Hans-Joachim Beeskow: Führer durch die evangelischen Kirchen des Kirchenkreises Barnim
Herausgegeben vom Evangelischen Kirchenkreis Barnim.

Heimat-Verlag Lübben, Lübben 1999, 219 S.

 

Nach dem Führer durch den evangelischen Kirchenkreis Lübben von 1998 (vgl. Berliner LeseZeichen 2/99) legt Hans-Joachim Beeskow, promovierter Theologe und ausgewiesener Kirchenhistoriker, hiermit seinen zweiten alphabetischen Kirchenkreisführer vor. Auch dieser neueste Kirchenführer durch einen der brandenburgischen Kreise stellt sich als sehr ansprechendes Büchlein dar, klein und handlich für die Jackentasche, mit vielen farbigen und schwarzweißen Abbildungen sowie zwar knappen, dennoch detaillierten, bestens
recherchierten Angaben zu Baugeschichte und Innenausstattung der 70 vorgestellten Kirchen. Zusätzlich ist das Buch u. a. ausgestattet mit einer alphabetischen Aufzählung der 70 Kirchen, einer Landkarte mit den Kirchenstandorten sowie einem Verzeichnis der Kirchen mit Zuordnung der Pfarrämter samt deren Adressen, Telefon- und Fax-Nummern. Ein weiteres Mal bestechen den Betrachter H.-J. Beeskows meisterhafte Kirchen-Farbfotografien - vom Titelfoto angefangen (Deckenmalerei in der Kirche zu Hohenfinow: „Christus als Weltenrichter“, 1906-1910) bis zur Umschlagrückseite (Kreuzigungsgruppe vom Ende des 15. Jahrhunderts in der Bernauer St. Georgen-Kapelle), vom ausgesprochen schlichten Gemeindehaus Altenhof bis zur noch nicht hundertjährigen Kirche Zühlsdorf- wiederum also von A bis Z.
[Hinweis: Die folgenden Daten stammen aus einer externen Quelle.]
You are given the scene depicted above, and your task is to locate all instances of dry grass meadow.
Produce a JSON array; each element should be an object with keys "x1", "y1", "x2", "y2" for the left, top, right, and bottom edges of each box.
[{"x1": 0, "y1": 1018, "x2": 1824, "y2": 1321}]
Das Territorium des gegenwärtigen evangelischen Kirchenkreises ist ein Teil der alten Barnimer Landschaft in der brandenburgischen Mittelmark, die - nordöstlich an Berlin grenzend - ein größeres Gebiet zwischen Uckermark, Oderbruch, mittlerer Spree und Havel einnahm. In alten Urkunden wird sie Terra Barnym genannt. Der einstige Teil Older Barnem oder Alter Barnim, mit den Vogteien Liebenwalde und Oderberg, reichte nördlich des Flusses Finow bis zur Uckermark und umfaßte die Gegend von Liebenwalde und Zehdenick an der Havel ostwärts bis Parstein und Oderberg an der Alten Oder. Der einstige Nye Barnem oder Neue Barnim umfaßte die Gegend nördlich der Spree bis zur Finow zwischen der Havel und der Löcknitz, mit den Vogteien Biesenthal und Strausberg, und bildete seit etwa 1230 mit dem Teltow - dem Land südlich der Spree zwischen Havel, Nuthe und Dahme bis zum Teltowschen Bruch - den Pagus Sprewa oder den Spreegau. Aus dieser frühen Zeit sind noch etliche der vorgestellten Kirchengebäude - zumindest in Teilen- erhalten, etwa ihre massigen Feldstein- bzw. Granitgemäuer. Im 14. Jahrhundert war das Barnimer Land in die Distrikte Berlin, Biesenthal und Strausberg geteilt. Zur Zeit des preußischen Regierungsbezirkes Potsdam existierten die Kreise Niederbarnim (Landratsamt in Berlin) und Oberbarnim (Landratsamt in Freienwalde). Vor hundert Jahren hatten sie zusammen neun Städte, 213 Landgemeinden, 133 Gutsbezirke und etwa 280 000 Einwohner.

Der heutige - weitaus kleinere - evangelische Kirchenkreis Barnim, der nicht verwaltungskongruent mit dem Landkreis Barnim ist, erstreckt sich von Joachimsthal und Althüttendorf im Norden bis Zepernick und Krummensee im Süden, westlich bis Zerpenschleuse und Zühlsdorf, östlich bis Liepe und Falkenberg. Er schließt die Städte Bernau, Biesenthal, Eberswalde-Finow, Falkenberg, Joachimsthal und Werneuchen ein. Die 70 evangelischen Kirchen im Kirchenkreis werden von 22 Pfarrämtern verwaltet. Bewegungen eiszeitlichen Inlandeises formten einst diese Landschaft mit ihrem reichen Mosaik von Sand- und Lehmplatten, End- und Stauchmoränen, feuchten Niederungen, nord-südlich gerichteten flachen Tälern und langgestreckten Rinnenseen, wie dem Werbellinsee oder den im Wandlitz-Biesenthal-Prendener Seengebiet gelegenen Seen. Die Landschaft wird immer noch von ausgedehnten Wäldern und weiten Ackerflächen geprägt. Die Autobahn A 11, mehrere Fernverkehrsstraßen, der Oder-Havel-Kanal und der Finow-Kanal durchziehen, dichtbefahren, den Kreis.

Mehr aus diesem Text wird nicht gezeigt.